The current administration doesn't want that kind of trouble. It doesn't like being questioned. That's why they tightly control what journalists get to see and where they get to go. That's why they tried to prosecute a photographer for taking pictures of flag-draped coffins coming home. They don't want us to see the costs—to make the connections.
I find it interesting that some people want to blame the messengers for the message they bring. Do some journalists have an agenda? Of course. But most journalists are simply trying to report what they've seen. Their mission is to inform the public. And their lives are in every bit as much danger as the soldiers they follow.
A friend of mine was a photojournalist for Stars and Stripes during the Viet Nam war. Like most combat vets, he doesn't like to talk about what his eyes have seen. Like most, he feels fortunate to have lived through it and made it back home.
Al Qaida brought the war to our shores—they deserve to be hunted down and brought to whatever justice we can exact upon them. There was no connection between Al Qaida and Iraq. But we chose to take the war to Iraq—and they are exacting their revenge upon us. It's a mess. We brought it upon ourselves. And we will neither get out soon nor cleanly.
Posted by Jim W
http://soonergrunt.dailykos.com/story/2005/5/19/113526/134
Posted by Jim W
The media is *supposed* to be independant. They are largely reflecting the reality that the domestic press can't/won't. Guess what - US troops ARE being killed and wounded; Iraqi civilians ARE being harmed; the insurgents ARE determined and deadly; some Iraqis DO celebrate such attacks. I would also point out that in your group of "Iraqi civilians harmed", 4 of the 7 are *clearly* captioned to show that the harm was caused by insurgents.
You seem to think that the photojournalists should act as an extension of Fox News and the Pentagon and only show what the administration wants us to see.
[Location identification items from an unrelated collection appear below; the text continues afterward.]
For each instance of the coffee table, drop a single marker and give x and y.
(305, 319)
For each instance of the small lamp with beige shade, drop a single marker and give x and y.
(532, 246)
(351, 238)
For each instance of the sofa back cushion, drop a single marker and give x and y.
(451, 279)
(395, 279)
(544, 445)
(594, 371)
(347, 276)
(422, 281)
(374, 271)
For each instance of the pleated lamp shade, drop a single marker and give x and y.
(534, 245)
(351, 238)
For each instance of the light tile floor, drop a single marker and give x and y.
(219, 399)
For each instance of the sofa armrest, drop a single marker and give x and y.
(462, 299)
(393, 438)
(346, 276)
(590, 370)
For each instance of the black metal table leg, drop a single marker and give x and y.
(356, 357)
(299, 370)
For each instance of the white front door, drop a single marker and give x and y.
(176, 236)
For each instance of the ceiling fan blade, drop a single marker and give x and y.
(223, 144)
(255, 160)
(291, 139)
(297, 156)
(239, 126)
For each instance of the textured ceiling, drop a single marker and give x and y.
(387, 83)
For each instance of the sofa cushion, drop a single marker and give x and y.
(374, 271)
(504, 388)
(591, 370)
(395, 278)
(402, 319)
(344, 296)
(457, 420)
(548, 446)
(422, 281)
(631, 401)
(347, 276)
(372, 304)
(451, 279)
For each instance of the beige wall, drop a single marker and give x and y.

There is no need for balance here: lots of news stories and pictures are out there showing what you want to see. The whole point of these awards is to reward those who make the effort to show other points of view; so that the overall coverage is closer to the reality on the ground.
Thank you at least for having the decency to clarify the claims made by Powerline et al. However, it is not just a few people who are skeptical, and their opinions at least have some basis in fact. Powerline didn't "expose" anything, they jumped in and made unsupported claims. You simply refuse to believe that overall the war IS "an out-of-control disaster". The situation on the ground is not going to get magically better if more administration-friendly pictures are published.
Would I have liked to see pictures of Iraqi support for the US troops or pictures of US troops helping civilians? Yes. Are those events happening? I think they are. Are they being covered by the domestic media. Yes.
Don't attack the messenger just because you don't like the message. These things ARE happening; and these are the very reasons that most people see war as a last resort. Maybe we'd all sleep a bit better not knowing what's going on, but we shouldn't be allowed to - not when soldiers are dying on a daily basis in our names.